If there's any hope in rejuvenating "Community," the trick may be in not veering too far or quickly from the tone of the three prior seasons, problematic as it was. Too drastic an adjustment will scare off the base the series attracted in the first place.
"Community" is famous–infamous, really–for a rabid cult following as fervent as it is tiny, and therein lies the problem. When the intensity of the fan base is disproportionate to their numbers, a series becomes beholden to a population too small to sustain the qualities they've come to appreciate. Changing those qualities even slightly to court broader appeal threatens to alienate the diehard few.
And yet that's exactly what Port/Guarascio must do, which makes this a no-win situation. They will make a martyr out Harmon, whose importance to the series will be romanticized no matter how essential he actually was.
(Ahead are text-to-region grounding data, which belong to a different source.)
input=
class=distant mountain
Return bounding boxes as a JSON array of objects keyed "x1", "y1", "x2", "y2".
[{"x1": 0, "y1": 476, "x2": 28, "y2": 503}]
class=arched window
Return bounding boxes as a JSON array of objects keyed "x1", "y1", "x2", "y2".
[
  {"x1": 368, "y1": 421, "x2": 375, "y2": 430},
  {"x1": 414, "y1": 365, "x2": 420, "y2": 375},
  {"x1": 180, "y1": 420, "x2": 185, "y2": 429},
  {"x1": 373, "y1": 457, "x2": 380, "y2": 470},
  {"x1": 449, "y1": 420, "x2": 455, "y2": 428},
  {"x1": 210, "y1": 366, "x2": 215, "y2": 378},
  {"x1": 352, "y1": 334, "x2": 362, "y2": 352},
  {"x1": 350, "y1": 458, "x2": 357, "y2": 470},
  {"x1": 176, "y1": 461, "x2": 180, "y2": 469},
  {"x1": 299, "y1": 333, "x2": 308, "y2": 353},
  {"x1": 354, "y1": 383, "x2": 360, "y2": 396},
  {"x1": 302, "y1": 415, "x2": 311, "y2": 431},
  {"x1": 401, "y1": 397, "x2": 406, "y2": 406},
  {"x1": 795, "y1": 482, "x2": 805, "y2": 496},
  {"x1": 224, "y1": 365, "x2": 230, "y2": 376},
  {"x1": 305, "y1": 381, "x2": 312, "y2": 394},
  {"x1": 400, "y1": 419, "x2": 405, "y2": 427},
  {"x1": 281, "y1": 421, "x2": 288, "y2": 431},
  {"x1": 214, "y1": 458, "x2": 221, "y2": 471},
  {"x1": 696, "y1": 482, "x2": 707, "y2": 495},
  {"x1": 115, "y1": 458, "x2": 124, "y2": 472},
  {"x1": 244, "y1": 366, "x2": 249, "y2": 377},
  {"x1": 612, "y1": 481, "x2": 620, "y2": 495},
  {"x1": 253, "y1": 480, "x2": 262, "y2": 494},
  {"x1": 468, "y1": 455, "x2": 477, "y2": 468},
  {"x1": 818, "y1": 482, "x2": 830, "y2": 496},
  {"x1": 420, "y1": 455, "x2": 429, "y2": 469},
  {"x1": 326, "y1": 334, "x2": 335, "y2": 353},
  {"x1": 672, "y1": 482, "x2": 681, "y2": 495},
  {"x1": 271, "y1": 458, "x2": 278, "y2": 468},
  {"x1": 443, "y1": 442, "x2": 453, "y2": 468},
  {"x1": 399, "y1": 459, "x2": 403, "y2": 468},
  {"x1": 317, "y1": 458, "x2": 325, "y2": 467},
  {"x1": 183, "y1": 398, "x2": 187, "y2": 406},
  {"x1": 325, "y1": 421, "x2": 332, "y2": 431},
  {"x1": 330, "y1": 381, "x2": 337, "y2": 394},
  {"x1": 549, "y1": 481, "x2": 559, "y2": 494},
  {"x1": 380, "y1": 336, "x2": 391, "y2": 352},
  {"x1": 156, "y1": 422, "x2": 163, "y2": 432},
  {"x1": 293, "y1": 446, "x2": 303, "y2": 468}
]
They are going to revolt against the new regime because that is what cult followings do to anything that smacks of creative interference from the "suits." It's hard to believe "Community" fans haven't already launched some clever campaign demanding the rehiring of Harmon, likemailing Harmon-icas by the thousands to 30 Rockefeller Center.
A good way to engineer some gamechanging, well, change, without it seeming inorganic is to bring in a major new character with name-brand recognition that will bring a whole new segment of fans in curious to see what impact the actor would have, similar to how Ashton Kutcher gave "Two and a Half Men" a jolt last season. What not to do is the kind of half-assed half-measure that was John Goodman's casting this past season, awkwardly wedging in someone for a sprinkling of seemingly random episodes with marginal impact on the storylines.
I say this as a fan of the show, though in the context of "Community," fan is a poor choice of words. I caught "Community" fever last season only to become increasingly disenchanted by how hit-or-miss it became in 2011-12. What few episodes worked only seemed all the more frustrating given the infrequency of the show's former brilliance. What's worse, the inadequacy seemed driven by a tone that can only be described as defiantly weird, a flopsweaty self-consciousness that screamed in too many scenes, 'Look how much effort we're expending trying to flout the conventions of TV storytelling!"
Ultimately, the ugly truth is the new "Community" caretakers have to risk alienating the fan base to give the series broader appeal. As for Harmon, fear not for him; he is too talented not to work again. But if his agent is smart, he or she will point him in the direction of cable, where finding a niche audience isn't considered a sin.